I’m referring, of course, to the graffiti icon made popular in the first half of the century. The one that we inadvertently reenacted this past Tuesday…
If you attended the 2017 Roll Out event we recently hosted in Albany NY, you heard about many of the great new features in SOLIDWORKS 2017. Unfortunately, all you saw of us was a nose and eyes. Tethered behind our monitors, we had little option but to hide our handsome faces. It was as I took this picture of Franco and Derek kicking off the event I realized our blunder…
Derek was struggling to do his best giraffe impersonation while he presented and Franco was pulling a “Kilroy.” We always try to be as lively as possible and scoot out from behind our machines whenever possible. However, it’s tough to demo when you’re not at the computer!

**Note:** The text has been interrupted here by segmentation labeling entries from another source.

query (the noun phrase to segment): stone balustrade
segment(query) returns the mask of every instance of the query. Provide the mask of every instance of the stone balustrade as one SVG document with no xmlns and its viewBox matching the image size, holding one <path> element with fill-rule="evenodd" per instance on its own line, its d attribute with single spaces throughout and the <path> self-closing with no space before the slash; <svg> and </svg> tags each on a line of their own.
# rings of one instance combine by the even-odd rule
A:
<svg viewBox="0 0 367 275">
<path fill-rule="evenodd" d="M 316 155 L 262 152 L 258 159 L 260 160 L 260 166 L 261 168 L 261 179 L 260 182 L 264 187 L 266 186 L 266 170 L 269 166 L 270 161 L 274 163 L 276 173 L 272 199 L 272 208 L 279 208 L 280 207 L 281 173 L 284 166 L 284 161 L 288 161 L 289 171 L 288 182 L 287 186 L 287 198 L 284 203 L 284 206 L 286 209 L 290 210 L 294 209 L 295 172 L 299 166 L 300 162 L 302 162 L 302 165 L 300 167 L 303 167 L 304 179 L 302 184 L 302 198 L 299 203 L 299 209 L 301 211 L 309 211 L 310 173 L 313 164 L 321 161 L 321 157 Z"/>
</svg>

On our way home, we decided to whip up a small monitor stand to lower and tilt the monitor out of the way.
When we got back to the office, I pulled out the tape measure and mocked up our monitors in SOLIDWORKS. As I worked through the model I realized how much I absolutely love the alt+select profile shortcut new for 2017. With the monitor quickly modeled, I pulled it into an assembly so I could estimate the angle.
I mated the Right Planes coincident, set the bottom edge coincident with the Top Plane, and made the assembly origin coincident to the bottom edge.

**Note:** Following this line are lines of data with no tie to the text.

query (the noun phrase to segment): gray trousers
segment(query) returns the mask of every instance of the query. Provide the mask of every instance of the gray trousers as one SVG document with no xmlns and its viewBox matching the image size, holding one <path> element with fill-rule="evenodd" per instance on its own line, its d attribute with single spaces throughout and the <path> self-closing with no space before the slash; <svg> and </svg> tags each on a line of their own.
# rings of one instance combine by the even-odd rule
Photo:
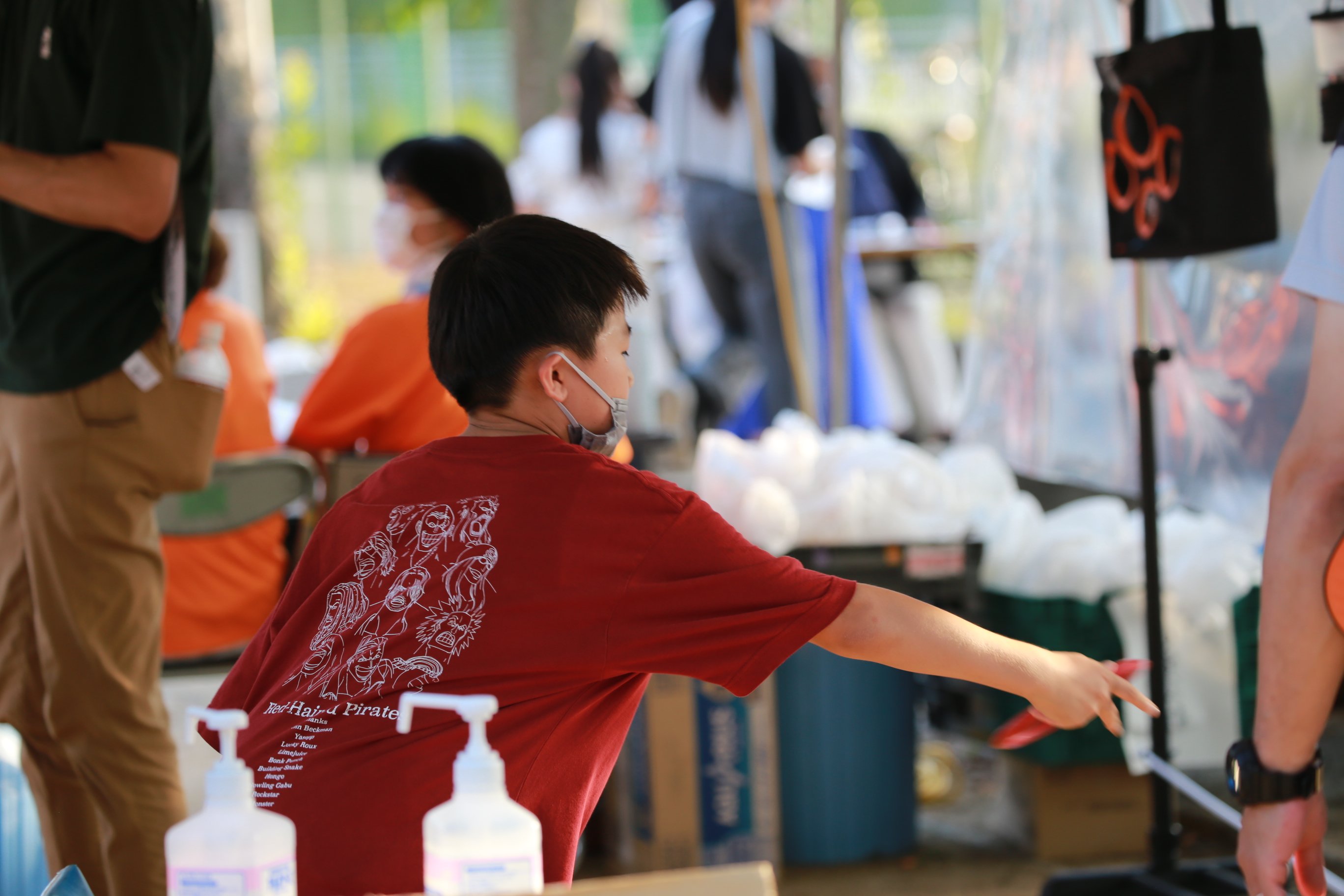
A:
<svg viewBox="0 0 1344 896">
<path fill-rule="evenodd" d="M 723 347 L 706 361 L 698 379 L 722 391 L 719 383 L 706 380 L 714 380 L 716 368 L 745 343 L 765 371 L 766 411 L 773 419 L 778 411 L 797 407 L 797 398 L 759 200 L 724 183 L 685 177 L 684 206 L 695 266 L 724 329 Z"/>
</svg>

This allowed me to rotate the monitor back and forth to find an angle I thought would work. I chose an angle of around 25 degrees. This would lean the monitor back in order to lower it more and make it easier to view. I created a new part from within the assembly for the leg shape using a top-down assembly design approach. This allowed me to easily reference the back of the monitor and the ground angle.
Once I created the leg shape, I saved the part externally and created the center block using the same technique. From there I was able to copy the first leg and create a sub assembly from the stand components. If I had a couple of days I may have made a more interesting shape and put it on the CNC. However, with only a couple of hours to get them built, time was of the essence so we kept it simple.
We had spare pieces of MDF laying around so I wanted to cut the stands from that. I made a quick drawing from my parts and printed them out to create templates for the leg shapes as well as bolt pattern. I zipped them out of MDF with my inverted jig saw table since that was the easiest tool to drag to the office. After making a mess in the parking lot, I screwed them together and we hit them with a touch of spray paint.
It seems only fitting that an issue in presenting SOLIDWORKS 2017 would be solved by using SOLIDWORKS 2017!